Adaptive Low-Precision Training for Embeddings in Click-Through Rate Prediction
This work addresses the efficiency and economic challenges of training and deploying CTR models for large-scale recommendation systems, representing an incremental advancement in quantization techniques.
The paper tackles the problem of compressing large embedding tables in click-through rate prediction models by introducing adaptive low-precision training, which learns quantization step sizes via gradient descent to reduce accuracy loss. Experiments show that this method successfully trains 8-bit embeddings without sacrificing prediction accuracy, achieving significant improvements at extremely low bit widths.

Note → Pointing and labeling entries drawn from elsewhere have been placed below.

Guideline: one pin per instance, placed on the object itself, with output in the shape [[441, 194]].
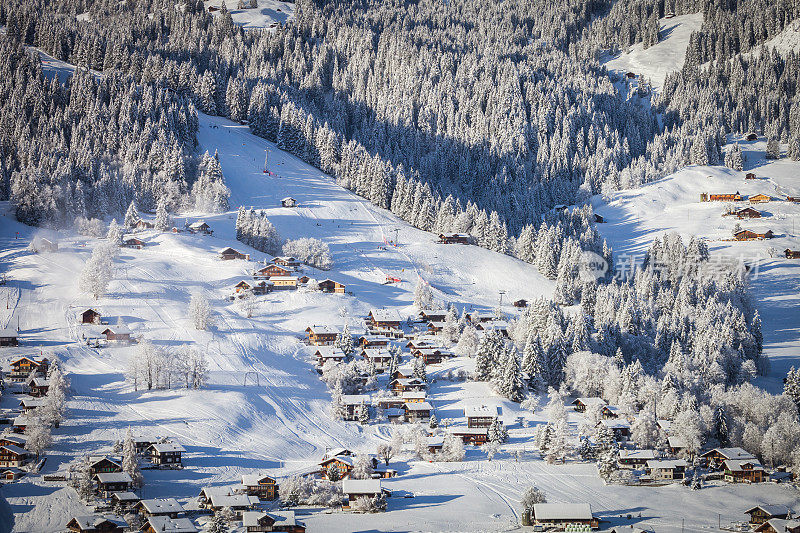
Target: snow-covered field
[[668, 55], [635, 217]]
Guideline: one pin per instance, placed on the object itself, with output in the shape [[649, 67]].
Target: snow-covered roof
[[355, 399], [589, 402], [165, 524], [163, 447], [481, 411], [361, 486], [637, 454], [666, 464], [113, 477], [562, 511], [161, 506]]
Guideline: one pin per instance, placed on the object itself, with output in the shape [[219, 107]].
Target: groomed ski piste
[[282, 425]]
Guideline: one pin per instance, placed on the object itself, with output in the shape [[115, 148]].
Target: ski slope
[[635, 217], [668, 55]]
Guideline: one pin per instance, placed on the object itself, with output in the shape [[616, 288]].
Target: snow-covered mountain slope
[[635, 217], [267, 14], [668, 55]]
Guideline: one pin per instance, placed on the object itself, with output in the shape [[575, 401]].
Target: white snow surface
[[635, 217], [668, 55]]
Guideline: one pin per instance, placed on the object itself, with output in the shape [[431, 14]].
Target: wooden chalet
[[200, 227], [12, 455], [9, 337], [361, 488], [747, 235], [103, 465], [747, 212], [160, 507], [453, 238], [134, 243], [90, 316], [321, 335], [256, 521], [165, 524], [261, 485], [779, 525], [22, 368], [705, 197], [166, 453], [476, 436], [110, 482], [330, 286], [229, 254], [386, 318], [764, 512], [562, 516], [635, 458], [582, 404], [743, 471], [117, 334], [274, 270], [480, 416], [416, 411], [96, 524]]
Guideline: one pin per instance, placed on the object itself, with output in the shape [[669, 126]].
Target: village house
[[228, 254], [165, 524], [321, 335], [453, 238], [476, 436], [9, 337], [759, 199], [747, 235], [166, 453], [12, 455], [666, 469], [274, 269], [133, 243], [160, 507], [581, 404], [563, 515], [361, 488], [103, 465], [481, 416], [743, 471], [764, 512], [110, 482], [328, 353], [257, 521], [38, 386], [261, 485], [384, 318], [90, 316], [200, 227], [353, 404], [97, 524], [747, 212], [416, 411], [635, 458], [779, 525], [125, 500], [330, 286], [716, 457]]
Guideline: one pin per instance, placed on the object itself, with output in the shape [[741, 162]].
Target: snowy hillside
[[635, 217], [655, 62]]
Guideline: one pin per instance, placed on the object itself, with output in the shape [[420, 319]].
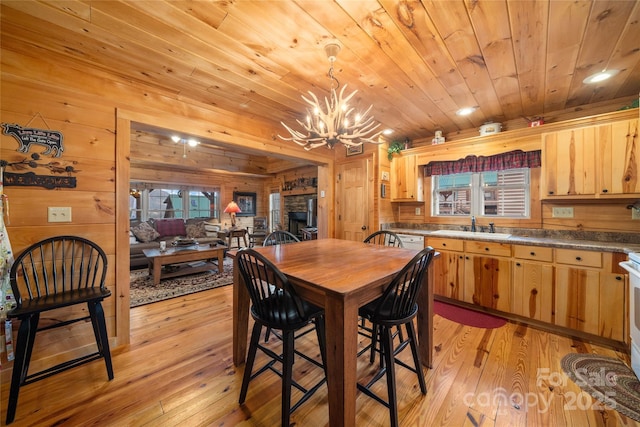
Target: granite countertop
[[605, 242]]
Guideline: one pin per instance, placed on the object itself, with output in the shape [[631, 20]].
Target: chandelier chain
[[336, 121]]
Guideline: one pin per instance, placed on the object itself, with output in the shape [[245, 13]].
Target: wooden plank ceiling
[[417, 62]]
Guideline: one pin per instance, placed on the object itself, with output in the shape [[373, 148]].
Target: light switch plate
[[562, 212], [59, 214]]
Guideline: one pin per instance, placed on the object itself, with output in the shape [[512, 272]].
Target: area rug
[[467, 317], [143, 291], [606, 379]]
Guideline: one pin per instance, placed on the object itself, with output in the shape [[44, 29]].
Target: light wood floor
[[178, 371]]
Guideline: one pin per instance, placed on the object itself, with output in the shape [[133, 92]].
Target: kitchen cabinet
[[591, 162], [575, 289], [412, 241], [487, 279], [448, 267], [532, 286], [406, 182], [619, 158], [569, 163], [588, 297]]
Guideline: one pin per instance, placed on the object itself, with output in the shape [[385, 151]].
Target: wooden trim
[[123, 170]]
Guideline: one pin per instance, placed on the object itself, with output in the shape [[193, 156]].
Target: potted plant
[[395, 147]]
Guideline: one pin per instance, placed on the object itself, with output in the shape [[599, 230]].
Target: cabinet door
[[577, 298], [406, 183], [613, 292], [532, 290], [619, 158], [449, 275], [568, 163], [487, 281]]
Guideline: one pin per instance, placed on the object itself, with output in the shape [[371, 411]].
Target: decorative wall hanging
[[246, 202], [30, 179], [26, 136]]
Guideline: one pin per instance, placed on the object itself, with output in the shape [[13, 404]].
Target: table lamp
[[232, 209]]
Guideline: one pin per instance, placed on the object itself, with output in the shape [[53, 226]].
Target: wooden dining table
[[341, 276]]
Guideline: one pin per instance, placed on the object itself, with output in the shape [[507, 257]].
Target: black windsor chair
[[275, 305], [280, 237], [54, 273], [396, 307]]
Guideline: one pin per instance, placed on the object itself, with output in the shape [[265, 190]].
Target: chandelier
[[336, 122]]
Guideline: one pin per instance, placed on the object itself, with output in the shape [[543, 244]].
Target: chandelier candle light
[[337, 122], [232, 209]]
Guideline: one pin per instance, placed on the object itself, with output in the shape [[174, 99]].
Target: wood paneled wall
[[95, 112]]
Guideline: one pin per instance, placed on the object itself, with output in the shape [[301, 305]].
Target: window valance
[[512, 160]]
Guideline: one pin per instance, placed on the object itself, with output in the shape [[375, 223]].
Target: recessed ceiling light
[[465, 111], [601, 76]]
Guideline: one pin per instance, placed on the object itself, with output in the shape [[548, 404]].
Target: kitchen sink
[[473, 234]]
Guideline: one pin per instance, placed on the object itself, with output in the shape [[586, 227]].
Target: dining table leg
[[241, 301], [425, 319], [341, 320]]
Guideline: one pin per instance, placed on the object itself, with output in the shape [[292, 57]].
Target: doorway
[[352, 200]]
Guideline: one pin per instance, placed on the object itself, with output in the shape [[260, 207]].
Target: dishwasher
[[411, 241], [633, 267]]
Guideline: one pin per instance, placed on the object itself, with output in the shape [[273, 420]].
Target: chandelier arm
[[336, 122]]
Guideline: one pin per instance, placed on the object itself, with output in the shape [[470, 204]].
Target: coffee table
[[182, 256]]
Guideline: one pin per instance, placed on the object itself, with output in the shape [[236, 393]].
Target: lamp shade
[[232, 207]]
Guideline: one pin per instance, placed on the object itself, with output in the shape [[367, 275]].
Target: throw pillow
[[196, 230], [144, 232], [171, 227]]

Embedding tables are usually huge in click-through rate (CTR) prediction models. To train and deploy the CTR models efficiently and economically, it is necessary to compress their embedding tables at the training stage. To this end, we formulate a novel quantization training paradigm to compress the embeddings from the training stage, termed low-precision training (LPT). Also, we provide theoretical analysis on its convergence. The results show that stochastic weight quantization has a faster convergence rate and a smaller convergence error than deterministic weight quantization in LPT. Further, to reduce the accuracy degradation, we propose adaptive low-precision training (ALPT) that learns the step size (i.e., the quantization resolution) through gradient descent. Experiments on two real-world datasets confirm our analysis and show that ALPT can significantly improve the prediction accuracy, especially at extremely low bit widths. For the first time in CTR models, we successfully train 8-bit embeddings without sacrificing prediction accuracy. The code of ALPT is publicly available.